[GHC] #7596: Opportunity to improve CSE

Thu Jan 17 14:58:11 CET 2013

#7596: Opportunity to improve CSE
---------------------------------+------------------------------------------
    Reporter:  simonpj           |       Owner:                  
        Type:  bug               |      Status:  new             
    Priority:  normal            |   Milestone:                  
   Component:  Compiler          |     Version:  7.6.1           
    Keywords:                    |          Os:  Unknown/Multiple
Architecture:  Unknown/Multiple  |     Failure:  None/Unknown    
  Difficulty:  Unknown           |    Testcase:                  
   Blockedby:                    |    Blocking:                  
     Related:                    |  
---------------------------------+------------------------------------------

Comment(by simonpj@…):

 commit 0831a12ea2fc73c33652eeec1adc79fa19700578
 {{{
 Author: Simon Peyton Jones <simonpj at microsoft.com>
 Date:   Thu Jan 17 10:54:07 2013 +0000

     Major patch to implement the new Demand Analyser

     This patch is the result of Ilya Sergey's internship at MSR.  It
     constitutes a thorough overhaul and simplification of the demand
     analyser.  It makes a solid foundation on which we can now build.
     Main changes are

     * Instead of having one combined type for Demand, a Demand is
        now a pair (JointDmd) of
           - a StrDmd and
           - an AbsDmd.
        This allows strictness and absence to be though about quite
        orthogonally, and greatly reduces brain melt-down.

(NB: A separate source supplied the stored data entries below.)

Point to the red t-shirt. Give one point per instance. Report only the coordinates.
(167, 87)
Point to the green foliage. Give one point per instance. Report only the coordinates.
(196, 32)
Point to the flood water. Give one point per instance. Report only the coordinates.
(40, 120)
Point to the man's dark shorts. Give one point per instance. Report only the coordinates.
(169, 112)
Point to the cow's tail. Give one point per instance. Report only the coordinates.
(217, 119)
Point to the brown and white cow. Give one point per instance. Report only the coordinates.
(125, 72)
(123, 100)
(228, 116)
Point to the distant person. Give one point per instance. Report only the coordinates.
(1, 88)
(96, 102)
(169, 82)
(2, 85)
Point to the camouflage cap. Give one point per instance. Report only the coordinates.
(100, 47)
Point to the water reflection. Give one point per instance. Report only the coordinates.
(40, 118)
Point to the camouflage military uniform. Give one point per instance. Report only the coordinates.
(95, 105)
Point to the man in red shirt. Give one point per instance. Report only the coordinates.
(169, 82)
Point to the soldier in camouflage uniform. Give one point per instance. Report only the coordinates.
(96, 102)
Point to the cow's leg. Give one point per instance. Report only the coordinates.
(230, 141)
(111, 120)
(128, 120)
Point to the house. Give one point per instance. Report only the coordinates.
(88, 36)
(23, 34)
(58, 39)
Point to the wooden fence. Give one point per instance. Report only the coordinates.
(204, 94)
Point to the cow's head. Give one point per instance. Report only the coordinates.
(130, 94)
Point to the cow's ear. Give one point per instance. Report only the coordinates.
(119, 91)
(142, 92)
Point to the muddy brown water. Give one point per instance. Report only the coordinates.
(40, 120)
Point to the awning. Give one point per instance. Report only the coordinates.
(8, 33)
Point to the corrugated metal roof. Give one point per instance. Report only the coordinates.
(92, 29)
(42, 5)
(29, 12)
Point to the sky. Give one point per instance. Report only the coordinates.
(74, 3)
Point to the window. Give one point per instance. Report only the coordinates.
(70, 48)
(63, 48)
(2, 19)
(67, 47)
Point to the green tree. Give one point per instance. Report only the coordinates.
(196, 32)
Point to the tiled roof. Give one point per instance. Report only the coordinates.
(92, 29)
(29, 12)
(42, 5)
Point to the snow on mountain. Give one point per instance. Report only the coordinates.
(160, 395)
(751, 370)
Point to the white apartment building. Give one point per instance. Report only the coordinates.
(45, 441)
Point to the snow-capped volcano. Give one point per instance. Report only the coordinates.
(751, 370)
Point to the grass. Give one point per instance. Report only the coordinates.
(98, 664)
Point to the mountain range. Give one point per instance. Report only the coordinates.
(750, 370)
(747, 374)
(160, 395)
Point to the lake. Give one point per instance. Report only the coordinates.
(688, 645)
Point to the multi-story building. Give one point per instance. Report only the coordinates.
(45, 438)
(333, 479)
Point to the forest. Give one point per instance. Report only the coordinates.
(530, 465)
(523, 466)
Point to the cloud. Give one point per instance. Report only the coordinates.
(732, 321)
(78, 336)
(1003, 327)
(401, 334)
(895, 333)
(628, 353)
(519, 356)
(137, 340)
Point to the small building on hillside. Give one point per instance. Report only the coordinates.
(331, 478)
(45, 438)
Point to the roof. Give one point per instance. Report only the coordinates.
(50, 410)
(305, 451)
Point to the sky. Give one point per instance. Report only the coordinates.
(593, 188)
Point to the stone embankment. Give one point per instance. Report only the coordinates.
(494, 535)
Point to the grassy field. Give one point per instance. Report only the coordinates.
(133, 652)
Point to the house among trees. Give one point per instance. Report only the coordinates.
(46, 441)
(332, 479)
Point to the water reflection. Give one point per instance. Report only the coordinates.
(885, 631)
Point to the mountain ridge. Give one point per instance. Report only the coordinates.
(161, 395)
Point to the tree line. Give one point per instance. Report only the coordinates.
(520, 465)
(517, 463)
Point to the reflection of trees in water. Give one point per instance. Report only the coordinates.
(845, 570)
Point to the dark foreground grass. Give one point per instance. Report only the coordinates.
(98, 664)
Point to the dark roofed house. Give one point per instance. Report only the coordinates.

     * Similarly in the DmdResult type, it's a pair of
          - a PureResult (indicating only divergence/non-divergence)
          - a CPRResult (which deals only with the CPR property

     * In IdInfo, the
         strictnessInfo field contains a StrictSig, not a Maybe StrictSig
         demandInfo     field contains a Demand, not a Maybe Demand
       We don't need Nothing (to indicate no strictness/demand info)
       any more; topSig/topDmd will do.

     * Remove "boxity" analysis entirely.  This was an attempt to
       avoid "reboxing", but it added complexity, is extremely
       ad-hoc, and makes very little difference in practice.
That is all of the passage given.